Whichever model we decide to go with, we should calculate our various performance measures on the held out test set.
metric_list <- list(
"Hard Misclassification" = hard_classification_error,
"Soft Misclassification" = soft_classification_error,
"Normalized Deviance" = normalized_deviance,
"False Positive Rate" = false_positive_rate,
"False Negative Rate" = false_negative_rate,
"Concordance" = concordance,
"Discordance" = discordance,
"Somer's D" = somers_d)
test_metrics <- sapply(
X = metric_list,
FUN = held_out_error,
test_dataset = TestSet,
fitted_model = indexInfilModel)
test_metrics
## Hard Misclassification Soft Misclassification Normalized Deviance
## 0.2000000 0.2847369 0.8863534
## False Positive Rate False Negative Rate Concordance
## 0.2000000 0.2000000 0.8000000
## Discordance Somer's D
## 0.2000000 0.6000000
finalModel <-
glm(
formula = Resp ~ Age + Temp + Index + Infil,
family = "binomial",
data = Leukemia)
finalModel %>%
coef() %>%
round(3)
## (Intercept) Age Temp Index Infil
## 95.568 -0.060 -0.099 0.407 0.034
\[ \widehat{LogOdds(Resp = 1)} = 95.568 - 0.060\cdot Age - 0.099 \cdot Temp + 0.407 \cdot Index + 0.034 \cdot Infil\]

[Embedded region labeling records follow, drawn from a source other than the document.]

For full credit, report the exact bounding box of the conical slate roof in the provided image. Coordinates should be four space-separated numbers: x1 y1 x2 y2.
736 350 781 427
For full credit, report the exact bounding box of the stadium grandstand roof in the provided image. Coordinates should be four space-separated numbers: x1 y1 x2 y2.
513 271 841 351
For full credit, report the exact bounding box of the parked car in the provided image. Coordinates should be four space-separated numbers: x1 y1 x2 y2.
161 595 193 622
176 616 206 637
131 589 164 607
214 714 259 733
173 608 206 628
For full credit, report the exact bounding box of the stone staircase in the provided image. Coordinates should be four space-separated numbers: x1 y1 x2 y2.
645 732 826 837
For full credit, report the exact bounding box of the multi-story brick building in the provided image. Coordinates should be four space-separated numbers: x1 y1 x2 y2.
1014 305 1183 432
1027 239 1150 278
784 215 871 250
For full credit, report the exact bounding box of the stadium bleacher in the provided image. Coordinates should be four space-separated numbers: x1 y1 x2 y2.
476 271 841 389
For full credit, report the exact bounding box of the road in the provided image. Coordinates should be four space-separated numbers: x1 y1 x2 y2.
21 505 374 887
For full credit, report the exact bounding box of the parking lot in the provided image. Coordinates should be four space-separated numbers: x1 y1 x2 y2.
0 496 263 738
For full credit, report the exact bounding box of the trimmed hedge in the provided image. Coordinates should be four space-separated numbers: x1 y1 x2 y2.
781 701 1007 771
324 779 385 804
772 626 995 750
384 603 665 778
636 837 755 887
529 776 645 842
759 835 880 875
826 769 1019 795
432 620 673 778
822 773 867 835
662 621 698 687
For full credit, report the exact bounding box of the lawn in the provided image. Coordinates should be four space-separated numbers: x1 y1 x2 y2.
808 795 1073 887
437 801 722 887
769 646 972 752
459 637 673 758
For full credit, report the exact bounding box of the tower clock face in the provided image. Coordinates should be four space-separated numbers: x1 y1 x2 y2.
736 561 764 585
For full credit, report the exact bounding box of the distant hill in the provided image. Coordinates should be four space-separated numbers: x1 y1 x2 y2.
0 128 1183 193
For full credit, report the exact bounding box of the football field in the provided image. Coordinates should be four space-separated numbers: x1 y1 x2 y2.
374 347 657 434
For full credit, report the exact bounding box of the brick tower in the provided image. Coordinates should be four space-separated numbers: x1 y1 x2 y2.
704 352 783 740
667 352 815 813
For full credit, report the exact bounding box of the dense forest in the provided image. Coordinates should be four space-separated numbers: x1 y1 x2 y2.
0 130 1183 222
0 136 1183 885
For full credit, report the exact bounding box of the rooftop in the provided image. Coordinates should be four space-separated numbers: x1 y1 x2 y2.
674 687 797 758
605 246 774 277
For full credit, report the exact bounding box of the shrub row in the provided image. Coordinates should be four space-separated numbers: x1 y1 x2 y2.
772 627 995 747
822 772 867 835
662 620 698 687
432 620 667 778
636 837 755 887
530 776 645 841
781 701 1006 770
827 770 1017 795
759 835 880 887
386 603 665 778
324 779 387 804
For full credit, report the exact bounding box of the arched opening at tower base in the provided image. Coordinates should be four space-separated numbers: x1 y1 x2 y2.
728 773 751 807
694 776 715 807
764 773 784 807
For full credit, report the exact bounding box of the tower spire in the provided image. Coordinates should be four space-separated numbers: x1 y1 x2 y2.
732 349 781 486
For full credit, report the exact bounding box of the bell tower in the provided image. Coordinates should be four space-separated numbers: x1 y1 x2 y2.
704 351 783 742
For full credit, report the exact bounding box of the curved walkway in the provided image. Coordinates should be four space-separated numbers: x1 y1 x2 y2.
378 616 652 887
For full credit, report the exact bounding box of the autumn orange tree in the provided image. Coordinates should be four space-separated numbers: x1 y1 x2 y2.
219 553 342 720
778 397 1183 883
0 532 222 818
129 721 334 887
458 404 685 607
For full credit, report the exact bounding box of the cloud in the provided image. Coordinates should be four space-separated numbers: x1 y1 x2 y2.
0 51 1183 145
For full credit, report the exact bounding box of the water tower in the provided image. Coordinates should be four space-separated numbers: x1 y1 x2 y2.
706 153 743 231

## (Intercept) Age Temp Index Infil
## 3.19528e+41 9.42000e-01 9.05000e-01 1.50200e+00 1.03500e+00
It seems that each year of Age is associated with about a 5.8% decrease in the odds of responding to treatment, controlling for temperature and biomarkers.
Patients with higher temperature readings have lower odds of responding, about 9.5% lower for each tenth of a degree Fahrenheit.
Higher Index
scores are associated with a higher probability of responding to treatment, after controlling for age, temperature, and percentage infiltrate, with the odds of response increasing by about 50% with each 1 point increase in Index relative to what is expected based on the other predictors.
Similarly, higher Infil
scores are associated with a higher probability of responding to treatment, after controlling for the other predictors, with the odds of response increasing by about 3.5% for each 1 point difference.
Let’s look at the predicted recovery probabilities for a few example patients.
To see what sensible values to plug in for Index
and Infil
are, let’s look at a scatterplot and five number summaries for these markers.
## [1] 1.0 6.0 9.0 13.5 20.0
## [1] 8.0 37.5 61.0 72.5 95.0
Patient 1a: 20 years old with relatively high index and infil scores, and a normal body temperature (favorable scenario)
## Age Temp Index Infil pi.hat lwr upr
## 1 20 986 13.5 72.5 0.9863171 0.8388001 0.9989996
We estimate that a patients with high index and infil scores and a normal body temp have at least an 83% chance of responding to treatment (the lower endpoint of the confidence interval)
Patient 1b: same as Patient 1a but with a fever of 101F
## Age Temp Index Infil pi.hat lwr upr
## 1 20 1010 13.5 72.5 0.8688945 0.5108812 0.9767723
If a patient like this has a fever, the probability of responding might still be as high as 97 or 98%, but it might be down to something like 51%.
Patient 2a: 50 years old, moderate index and infil scores (near the median), normal body temp
## Age Temp Index Infil pi.hat lwr upr
## 1 50 986 9 61 0.5615345 0.3450743 0.756861
Patients like this might have anywhere between a 34% and 75% chance of responding; our best guess is that their response chance is around 56%.
Patient 2b: Same as 2a but with a fever of 101F
## Age Temp Index Infil pi.hat lwr upr
## 1 50 1010 9 61 0.1053432 0.02034128 0.40038
The presence of a fever of 101F worsens the outlook for this patient considerably. The probability of responding may be as low as 2%, and our best guess is that it’s around 10%.
Patient 3: 75 years old, fever of 101F, low index and infil (unfavorable scenario)
## Age Temp Index Infil pi.hat lwr upr
## 1 75 1010 6 37.5 0.003443554 9.905594e-05 0.1075632
Even if our model is pessimistic, we doubt that the probability of responding to treatment is higher than 10% or so for a patient like this, and more likely it’s less than 1%.